The most important qualities of building material necessary to consider are its strength and breaking strain or breaking weight, and the amount of pressure which can be safely laid upon it in accordance with its form, thickness, position, etc. It has been ascertained by actual experiments that the strength of a beam or girder of timber, and hence of any piece of timber, whether large or small, increases directly as the width, and as the square of the depth. Thus, if a piece of wood measuring three inches in breadth and three inches in depth that is to say, nine inches square in section—will bear a certain weight, a beam six inches broad and three inches deep will bear twice the weight; but a beam three inches broad and six inches deep will bear four times the weight. The strength is also inversely as the length. If two beams of equal breadth and depth be taken, but one of them be twice as long as the other, the longer beam will only bear half the breaking weight that the shorter one will sustain, or, in other words, will be only half as strong.

It will now be clear why, in laying joists to sustain a floor, the timbers are so placed as to have considerable depth from top to bottom, while the breadth is comparatively narrow.

A continued strain tends to weaken the power of resistance in a beam, and the power will be lessened still more when the weight is variable, or is a rolling instead of a dead weight. The nature of the wood must also be taken into account: thus, some in which the fibre is long and the grain straight will bend to a very great degree, while others in which the grain is short and close will scarcely bend at all, but break suddenly. In framing timber, as the carpenter is called upon to do, all these points must be taken into consideration.
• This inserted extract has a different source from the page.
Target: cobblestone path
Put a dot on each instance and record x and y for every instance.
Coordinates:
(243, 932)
The instantaneous breaking weight of any kind of wood is the weight under which it will give way and break when loaded with the weight in the centre. It has been said that the load with which a beam may be weighted without risk should never exceed more than one-third of the breaking weight; but it is better and safer never to let the load exceed one-fourth of the breaking weight. Indeed, it is argued that timber is permanently injured if more than this "is applied to it. The best authorities on carpentry say that a load cannot be looked on as safe if it exceeds one-fifth part of the breaking weight.

It is by no means a difficult thing to find the breaking weight of every piece of timber, and, this being known, the load that it will sustain without injury; this as it has just been shown, estimated by different authorities at from one-fifth to one-third of the breaking weight. The following is a general rule for finding the breaking weight in the middle for girders of wood supported at both ends:

Rule.

Multiply the breadth in inches by the square of the depth in inches, and divide by the length of bearing in feet. The result obtained, when multiplied by a certain constant or invariable quantity, for the kind of timber under consideration, gives the breaking weight in the centre in hundredweights.

This constant or invariable quantity, which has been determined by a series of experiments, is stated by Barlow to be: For Ash, 6; for Oak, 5; for Pitch Pine, 5; for Red Pine, 4; for White Pine, 3.